Merck & Co. announced the layoffs of 4,400 employees, acknowledging it's on track for a second straight year of disappointing earnings. The Whitehouse Station, N.J., pharmaceutical giant said it expected to save at least $250 million a year via the move. Large-scale layoffs are rare in the industry.
Opening arguments were heard in a trial that could cost ChevronTexaco $1 billion for allegedly contaminating parts of Ecuador during oil drilling there in the 1970s and '80s. The case stems from a lawsuit filed on behalf of 30,000 people who contend that Texaco - which hadn't yet merged with Chevron - exploited weak environmental standards by storing oily waste in hundreds of open pits rather than injecting it deep underground. The plaintiffs are asking the company to pay for cleaning up the affected sites and for medical monitoring of people who drink water polluted by the drilling operations. In its defense, the company points to a 1998 certification by the Ecuadorean government that it spent $40 million to fulfill an agreement to clean up the area.

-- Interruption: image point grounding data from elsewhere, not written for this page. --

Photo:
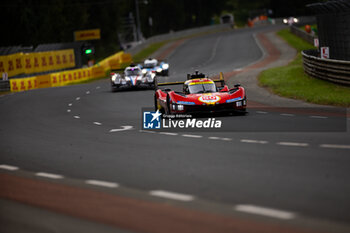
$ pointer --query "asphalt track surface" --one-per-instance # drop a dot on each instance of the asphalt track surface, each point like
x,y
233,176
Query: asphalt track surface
x,y
87,132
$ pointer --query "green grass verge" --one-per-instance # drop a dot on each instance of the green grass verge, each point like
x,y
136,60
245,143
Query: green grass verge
x,y
291,81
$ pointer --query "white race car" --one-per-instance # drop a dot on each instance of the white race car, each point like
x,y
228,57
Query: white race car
x,y
132,77
155,66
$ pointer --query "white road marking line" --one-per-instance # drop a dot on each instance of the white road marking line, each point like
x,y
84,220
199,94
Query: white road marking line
x,y
287,114
102,183
172,195
292,144
191,136
265,211
319,117
168,133
254,141
125,127
49,175
8,167
334,146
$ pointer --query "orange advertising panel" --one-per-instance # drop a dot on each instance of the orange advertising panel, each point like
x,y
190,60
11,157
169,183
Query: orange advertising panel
x,y
30,63
23,84
92,34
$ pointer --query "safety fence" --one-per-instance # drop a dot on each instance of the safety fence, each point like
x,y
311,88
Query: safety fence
x,y
328,69
37,62
63,78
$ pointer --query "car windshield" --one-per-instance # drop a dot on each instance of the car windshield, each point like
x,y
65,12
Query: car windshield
x,y
130,72
149,65
202,88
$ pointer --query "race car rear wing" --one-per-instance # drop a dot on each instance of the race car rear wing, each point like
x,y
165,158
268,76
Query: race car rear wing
x,y
221,80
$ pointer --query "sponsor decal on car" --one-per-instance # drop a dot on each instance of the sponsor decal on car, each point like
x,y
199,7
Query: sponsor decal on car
x,y
209,99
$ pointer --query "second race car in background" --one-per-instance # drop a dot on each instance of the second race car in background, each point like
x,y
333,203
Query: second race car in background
x,y
133,78
155,66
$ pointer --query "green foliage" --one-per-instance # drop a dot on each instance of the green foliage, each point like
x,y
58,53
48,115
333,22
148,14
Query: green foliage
x,y
292,82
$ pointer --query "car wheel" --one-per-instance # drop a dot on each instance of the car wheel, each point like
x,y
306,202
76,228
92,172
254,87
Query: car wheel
x,y
168,111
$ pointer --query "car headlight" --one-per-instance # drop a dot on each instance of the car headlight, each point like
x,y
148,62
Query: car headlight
x,y
165,66
149,78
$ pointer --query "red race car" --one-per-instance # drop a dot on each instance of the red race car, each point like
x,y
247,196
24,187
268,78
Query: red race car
x,y
200,95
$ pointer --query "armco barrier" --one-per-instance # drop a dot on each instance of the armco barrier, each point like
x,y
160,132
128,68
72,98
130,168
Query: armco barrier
x,y
328,69
70,76
30,63
4,85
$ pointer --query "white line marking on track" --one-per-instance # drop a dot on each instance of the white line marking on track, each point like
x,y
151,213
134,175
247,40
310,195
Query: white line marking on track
x,y
334,146
124,128
169,133
171,195
49,175
191,136
102,183
8,167
292,144
319,117
287,114
254,141
265,211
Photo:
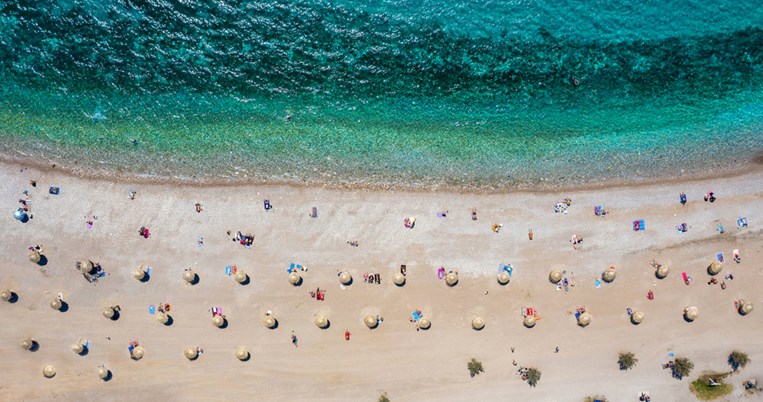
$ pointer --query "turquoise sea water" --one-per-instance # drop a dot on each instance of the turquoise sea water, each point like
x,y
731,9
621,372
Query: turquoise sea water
x,y
406,93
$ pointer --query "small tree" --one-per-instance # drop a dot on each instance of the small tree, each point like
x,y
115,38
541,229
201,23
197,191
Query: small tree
x,y
627,360
738,360
682,367
533,376
474,367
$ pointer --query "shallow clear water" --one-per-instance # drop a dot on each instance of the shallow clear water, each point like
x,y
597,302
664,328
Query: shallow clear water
x,y
418,93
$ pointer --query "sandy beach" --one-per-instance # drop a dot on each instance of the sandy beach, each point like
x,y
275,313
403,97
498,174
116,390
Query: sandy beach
x,y
394,358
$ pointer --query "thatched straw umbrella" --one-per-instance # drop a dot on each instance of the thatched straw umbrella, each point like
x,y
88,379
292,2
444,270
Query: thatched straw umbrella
x,y
191,353
345,278
321,321
78,347
109,312
49,371
6,295
34,257
637,317
451,279
584,319
162,317
137,353
714,268
662,271
27,343
691,313
503,278
139,274
371,321
242,353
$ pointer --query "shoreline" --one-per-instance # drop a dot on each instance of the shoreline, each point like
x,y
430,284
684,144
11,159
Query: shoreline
x,y
394,358
753,165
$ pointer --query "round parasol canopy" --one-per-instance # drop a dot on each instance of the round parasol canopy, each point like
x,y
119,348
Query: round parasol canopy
x,y
137,353
49,371
714,268
451,279
637,317
584,319
242,353
191,353
34,257
162,317
6,295
109,312
608,275
139,274
371,321
691,313
555,276
321,321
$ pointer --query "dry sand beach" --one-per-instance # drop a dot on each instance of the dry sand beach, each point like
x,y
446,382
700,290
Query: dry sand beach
x,y
393,358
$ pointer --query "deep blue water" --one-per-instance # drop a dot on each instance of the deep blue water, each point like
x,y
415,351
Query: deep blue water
x,y
464,93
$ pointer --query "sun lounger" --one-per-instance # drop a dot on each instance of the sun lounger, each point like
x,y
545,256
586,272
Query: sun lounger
x,y
638,225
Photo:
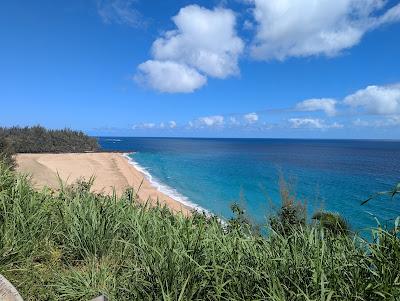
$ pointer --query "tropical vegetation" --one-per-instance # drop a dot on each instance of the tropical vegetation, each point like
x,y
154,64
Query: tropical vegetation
x,y
72,244
38,139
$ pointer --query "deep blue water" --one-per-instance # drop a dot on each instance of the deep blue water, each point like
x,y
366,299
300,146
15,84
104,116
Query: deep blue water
x,y
329,174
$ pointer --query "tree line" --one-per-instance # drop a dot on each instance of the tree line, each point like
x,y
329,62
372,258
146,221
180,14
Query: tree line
x,y
38,139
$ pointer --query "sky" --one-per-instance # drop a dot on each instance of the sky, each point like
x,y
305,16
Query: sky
x,y
233,68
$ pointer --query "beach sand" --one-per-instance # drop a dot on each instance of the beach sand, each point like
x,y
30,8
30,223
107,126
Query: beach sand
x,y
111,171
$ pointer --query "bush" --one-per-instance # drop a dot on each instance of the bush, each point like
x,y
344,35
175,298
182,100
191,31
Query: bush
x,y
72,244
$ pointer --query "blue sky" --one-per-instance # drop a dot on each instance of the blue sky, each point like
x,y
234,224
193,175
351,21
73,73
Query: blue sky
x,y
238,68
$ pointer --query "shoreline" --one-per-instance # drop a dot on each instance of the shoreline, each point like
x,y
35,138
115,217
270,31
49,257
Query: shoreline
x,y
114,171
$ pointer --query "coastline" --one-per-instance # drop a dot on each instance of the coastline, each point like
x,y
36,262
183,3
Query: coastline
x,y
163,188
112,171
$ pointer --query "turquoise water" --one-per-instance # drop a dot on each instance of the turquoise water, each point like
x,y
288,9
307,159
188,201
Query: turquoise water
x,y
329,174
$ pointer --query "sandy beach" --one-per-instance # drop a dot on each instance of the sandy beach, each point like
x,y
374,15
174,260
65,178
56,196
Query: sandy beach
x,y
111,171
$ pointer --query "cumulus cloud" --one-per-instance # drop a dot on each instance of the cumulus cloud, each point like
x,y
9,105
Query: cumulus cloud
x,y
297,28
392,121
318,104
312,123
251,117
169,77
145,125
204,42
381,100
209,121
119,12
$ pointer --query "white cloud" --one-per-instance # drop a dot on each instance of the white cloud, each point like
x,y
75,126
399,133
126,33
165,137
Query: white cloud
x,y
119,12
296,28
169,77
381,100
204,42
392,121
145,125
210,121
204,39
312,123
318,104
251,117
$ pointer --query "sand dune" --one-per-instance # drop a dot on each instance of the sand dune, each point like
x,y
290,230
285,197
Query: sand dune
x,y
111,171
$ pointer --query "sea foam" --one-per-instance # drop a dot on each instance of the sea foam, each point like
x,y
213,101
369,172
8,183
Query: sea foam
x,y
167,190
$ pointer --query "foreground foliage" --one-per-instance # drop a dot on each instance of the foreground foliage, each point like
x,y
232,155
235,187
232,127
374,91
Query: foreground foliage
x,y
37,139
75,245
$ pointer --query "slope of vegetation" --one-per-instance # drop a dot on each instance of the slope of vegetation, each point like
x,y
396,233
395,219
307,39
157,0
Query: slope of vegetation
x,y
75,245
40,140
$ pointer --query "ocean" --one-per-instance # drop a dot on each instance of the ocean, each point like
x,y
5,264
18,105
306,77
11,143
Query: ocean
x,y
211,174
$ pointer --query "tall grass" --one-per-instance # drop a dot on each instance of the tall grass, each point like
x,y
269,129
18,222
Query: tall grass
x,y
74,245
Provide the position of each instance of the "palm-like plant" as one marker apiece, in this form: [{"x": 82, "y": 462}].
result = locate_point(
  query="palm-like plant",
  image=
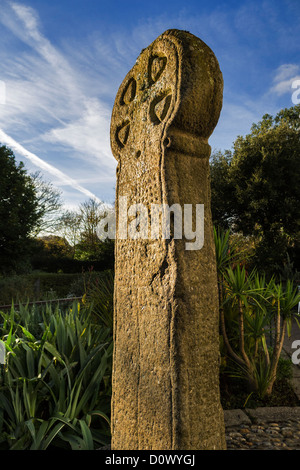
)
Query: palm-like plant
[{"x": 283, "y": 300}]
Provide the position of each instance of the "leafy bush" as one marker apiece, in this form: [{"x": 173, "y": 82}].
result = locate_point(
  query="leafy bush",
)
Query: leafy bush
[
  {"x": 249, "y": 306},
  {"x": 55, "y": 386}
]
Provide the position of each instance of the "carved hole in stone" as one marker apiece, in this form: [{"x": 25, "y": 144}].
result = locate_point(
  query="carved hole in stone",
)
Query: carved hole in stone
[
  {"x": 167, "y": 142},
  {"x": 159, "y": 107},
  {"x": 129, "y": 92},
  {"x": 157, "y": 65},
  {"x": 122, "y": 133}
]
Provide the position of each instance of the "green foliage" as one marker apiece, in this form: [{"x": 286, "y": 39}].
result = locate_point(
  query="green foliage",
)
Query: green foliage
[
  {"x": 56, "y": 384},
  {"x": 18, "y": 212},
  {"x": 249, "y": 305},
  {"x": 256, "y": 188}
]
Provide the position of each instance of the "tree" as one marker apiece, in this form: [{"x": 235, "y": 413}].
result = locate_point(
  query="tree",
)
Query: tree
[
  {"x": 18, "y": 211},
  {"x": 70, "y": 226},
  {"x": 91, "y": 213},
  {"x": 49, "y": 204},
  {"x": 256, "y": 188}
]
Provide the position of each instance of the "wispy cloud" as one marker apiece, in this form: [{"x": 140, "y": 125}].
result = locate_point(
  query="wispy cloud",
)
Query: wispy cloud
[
  {"x": 284, "y": 77},
  {"x": 50, "y": 100},
  {"x": 61, "y": 177}
]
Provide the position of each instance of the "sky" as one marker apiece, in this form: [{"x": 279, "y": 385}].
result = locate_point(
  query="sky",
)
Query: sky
[{"x": 62, "y": 62}]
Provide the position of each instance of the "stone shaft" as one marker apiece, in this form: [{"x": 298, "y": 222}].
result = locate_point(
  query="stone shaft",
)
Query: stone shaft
[{"x": 166, "y": 340}]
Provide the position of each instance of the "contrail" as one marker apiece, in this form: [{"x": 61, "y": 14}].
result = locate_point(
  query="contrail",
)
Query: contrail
[{"x": 65, "y": 179}]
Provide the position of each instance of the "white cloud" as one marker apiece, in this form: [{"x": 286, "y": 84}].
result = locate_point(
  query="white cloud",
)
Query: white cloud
[
  {"x": 63, "y": 178},
  {"x": 284, "y": 77},
  {"x": 53, "y": 105}
]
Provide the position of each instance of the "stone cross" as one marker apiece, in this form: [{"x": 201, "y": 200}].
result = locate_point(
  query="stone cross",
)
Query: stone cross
[{"x": 166, "y": 340}]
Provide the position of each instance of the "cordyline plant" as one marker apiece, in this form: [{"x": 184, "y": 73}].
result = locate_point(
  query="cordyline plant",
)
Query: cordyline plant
[
  {"x": 55, "y": 385},
  {"x": 248, "y": 305}
]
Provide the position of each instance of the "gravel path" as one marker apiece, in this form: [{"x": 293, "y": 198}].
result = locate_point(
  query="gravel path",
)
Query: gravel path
[{"x": 263, "y": 429}]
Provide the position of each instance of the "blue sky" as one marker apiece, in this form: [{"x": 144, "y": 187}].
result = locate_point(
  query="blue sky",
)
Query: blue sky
[{"x": 63, "y": 61}]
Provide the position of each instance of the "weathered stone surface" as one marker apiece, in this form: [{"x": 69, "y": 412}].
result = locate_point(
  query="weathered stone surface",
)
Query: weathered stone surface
[{"x": 166, "y": 357}]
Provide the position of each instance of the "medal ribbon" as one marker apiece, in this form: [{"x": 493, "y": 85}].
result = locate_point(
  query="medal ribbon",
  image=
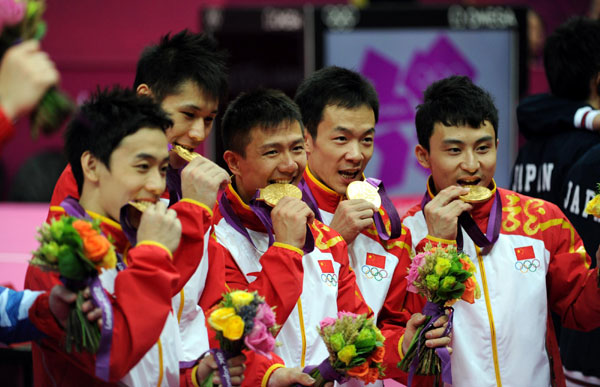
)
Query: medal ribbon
[
  {"x": 466, "y": 221},
  {"x": 390, "y": 210},
  {"x": 73, "y": 208},
  {"x": 263, "y": 212}
]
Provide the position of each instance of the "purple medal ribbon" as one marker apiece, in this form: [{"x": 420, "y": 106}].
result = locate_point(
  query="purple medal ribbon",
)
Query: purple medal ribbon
[
  {"x": 328, "y": 373},
  {"x": 435, "y": 311},
  {"x": 174, "y": 185},
  {"x": 220, "y": 357},
  {"x": 263, "y": 212},
  {"x": 388, "y": 206},
  {"x": 390, "y": 209},
  {"x": 73, "y": 208},
  {"x": 309, "y": 199},
  {"x": 466, "y": 221}
]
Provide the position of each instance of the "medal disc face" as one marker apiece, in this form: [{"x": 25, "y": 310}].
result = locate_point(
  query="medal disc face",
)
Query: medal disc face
[
  {"x": 184, "y": 153},
  {"x": 273, "y": 193},
  {"x": 364, "y": 190},
  {"x": 476, "y": 194},
  {"x": 140, "y": 206}
]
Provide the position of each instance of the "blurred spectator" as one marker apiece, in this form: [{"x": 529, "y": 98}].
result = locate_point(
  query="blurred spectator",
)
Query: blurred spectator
[{"x": 36, "y": 178}]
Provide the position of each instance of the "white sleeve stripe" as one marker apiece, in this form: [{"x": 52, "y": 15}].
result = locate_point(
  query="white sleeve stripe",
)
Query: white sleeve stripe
[{"x": 580, "y": 114}]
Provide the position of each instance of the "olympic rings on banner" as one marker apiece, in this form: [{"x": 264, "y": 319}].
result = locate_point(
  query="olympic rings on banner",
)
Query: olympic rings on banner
[
  {"x": 374, "y": 272},
  {"x": 530, "y": 265},
  {"x": 329, "y": 279}
]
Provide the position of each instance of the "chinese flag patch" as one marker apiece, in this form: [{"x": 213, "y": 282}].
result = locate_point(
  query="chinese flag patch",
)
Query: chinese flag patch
[
  {"x": 376, "y": 260},
  {"x": 524, "y": 253},
  {"x": 326, "y": 266}
]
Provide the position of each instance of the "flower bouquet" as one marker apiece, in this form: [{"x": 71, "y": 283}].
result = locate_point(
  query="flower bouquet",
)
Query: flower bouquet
[
  {"x": 77, "y": 250},
  {"x": 19, "y": 21},
  {"x": 355, "y": 348},
  {"x": 443, "y": 276},
  {"x": 242, "y": 320}
]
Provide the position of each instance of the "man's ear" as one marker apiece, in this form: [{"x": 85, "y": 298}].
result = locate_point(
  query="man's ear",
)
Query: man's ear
[
  {"x": 143, "y": 89},
  {"x": 89, "y": 165},
  {"x": 422, "y": 156},
  {"x": 233, "y": 161}
]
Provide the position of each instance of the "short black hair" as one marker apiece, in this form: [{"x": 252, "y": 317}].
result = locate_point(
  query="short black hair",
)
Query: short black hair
[
  {"x": 104, "y": 120},
  {"x": 265, "y": 108},
  {"x": 454, "y": 101},
  {"x": 572, "y": 58},
  {"x": 183, "y": 57},
  {"x": 335, "y": 86}
]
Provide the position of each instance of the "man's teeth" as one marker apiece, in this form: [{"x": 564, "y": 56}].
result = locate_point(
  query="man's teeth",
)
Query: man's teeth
[{"x": 348, "y": 175}]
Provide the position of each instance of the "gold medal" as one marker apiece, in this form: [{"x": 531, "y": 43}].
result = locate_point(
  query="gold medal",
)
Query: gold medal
[
  {"x": 184, "y": 153},
  {"x": 476, "y": 194},
  {"x": 273, "y": 193},
  {"x": 593, "y": 206},
  {"x": 140, "y": 206},
  {"x": 364, "y": 190}
]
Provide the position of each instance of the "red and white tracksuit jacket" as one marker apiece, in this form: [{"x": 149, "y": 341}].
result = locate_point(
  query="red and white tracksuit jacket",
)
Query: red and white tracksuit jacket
[
  {"x": 381, "y": 268},
  {"x": 141, "y": 296},
  {"x": 304, "y": 288},
  {"x": 202, "y": 280},
  {"x": 537, "y": 264}
]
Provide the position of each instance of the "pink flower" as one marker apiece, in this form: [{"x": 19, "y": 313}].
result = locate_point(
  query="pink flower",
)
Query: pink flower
[
  {"x": 260, "y": 340},
  {"x": 343, "y": 313},
  {"x": 327, "y": 321},
  {"x": 413, "y": 274},
  {"x": 265, "y": 315},
  {"x": 11, "y": 13}
]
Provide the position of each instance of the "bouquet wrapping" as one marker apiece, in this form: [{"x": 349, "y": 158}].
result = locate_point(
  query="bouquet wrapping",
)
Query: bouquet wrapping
[
  {"x": 355, "y": 348},
  {"x": 443, "y": 276},
  {"x": 77, "y": 250},
  {"x": 242, "y": 320},
  {"x": 19, "y": 21}
]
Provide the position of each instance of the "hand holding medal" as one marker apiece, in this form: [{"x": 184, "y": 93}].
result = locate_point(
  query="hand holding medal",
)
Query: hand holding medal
[{"x": 477, "y": 194}]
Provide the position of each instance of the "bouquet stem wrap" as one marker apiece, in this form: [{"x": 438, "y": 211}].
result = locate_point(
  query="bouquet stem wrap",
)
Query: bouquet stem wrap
[
  {"x": 433, "y": 311},
  {"x": 324, "y": 373}
]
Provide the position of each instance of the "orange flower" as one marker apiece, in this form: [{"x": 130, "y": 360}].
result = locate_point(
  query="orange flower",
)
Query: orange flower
[
  {"x": 372, "y": 376},
  {"x": 84, "y": 228},
  {"x": 95, "y": 247},
  {"x": 377, "y": 356},
  {"x": 469, "y": 294},
  {"x": 359, "y": 371},
  {"x": 465, "y": 263}
]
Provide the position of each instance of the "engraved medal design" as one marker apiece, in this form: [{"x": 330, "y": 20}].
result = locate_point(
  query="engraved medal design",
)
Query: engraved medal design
[
  {"x": 273, "y": 193},
  {"x": 184, "y": 153},
  {"x": 476, "y": 194},
  {"x": 364, "y": 190}
]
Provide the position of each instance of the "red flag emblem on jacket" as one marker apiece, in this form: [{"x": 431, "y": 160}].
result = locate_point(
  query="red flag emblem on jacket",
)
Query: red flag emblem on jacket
[
  {"x": 376, "y": 260},
  {"x": 326, "y": 266},
  {"x": 524, "y": 253}
]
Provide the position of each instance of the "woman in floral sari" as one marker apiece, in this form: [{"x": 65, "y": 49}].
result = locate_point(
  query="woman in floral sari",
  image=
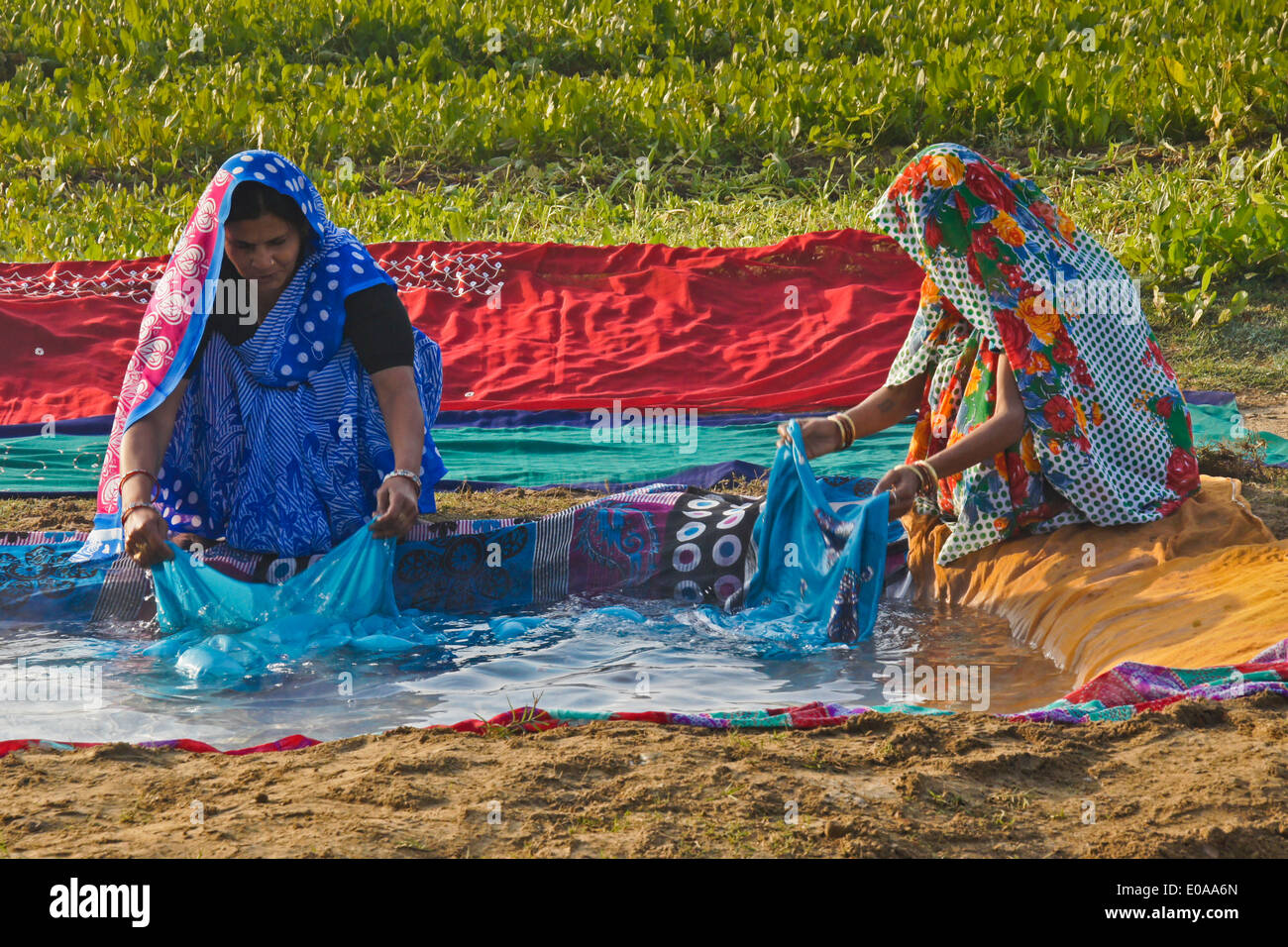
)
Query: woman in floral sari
[{"x": 1041, "y": 394}]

General Dynamics, the giant US defense contractor, has given up on efforts to merge with the European leader in that field, BAE Systems, the Financial Times reported. It said the main obstacle appeared to be BAE's insistence on keeping the North American electronics and defense- systems units it bought for $2.2 billion from Lockheed Martin Corp. three years ago. Last year, BAE and Boeing Co. explored a possible merger before the latter lost interest, the Financial Times said.
AT&T blamed two employees for an accounting error that led it to understate expenses by $125 million in 2001 and 2002. The disclosure Tuesday by the nation's top long-distance telephone company overshadowed its report of a $418 million third-quarter profit, more than double the net income for the same period last year, and share prices fell 5 percent to $20 on the New York Stock Exchange.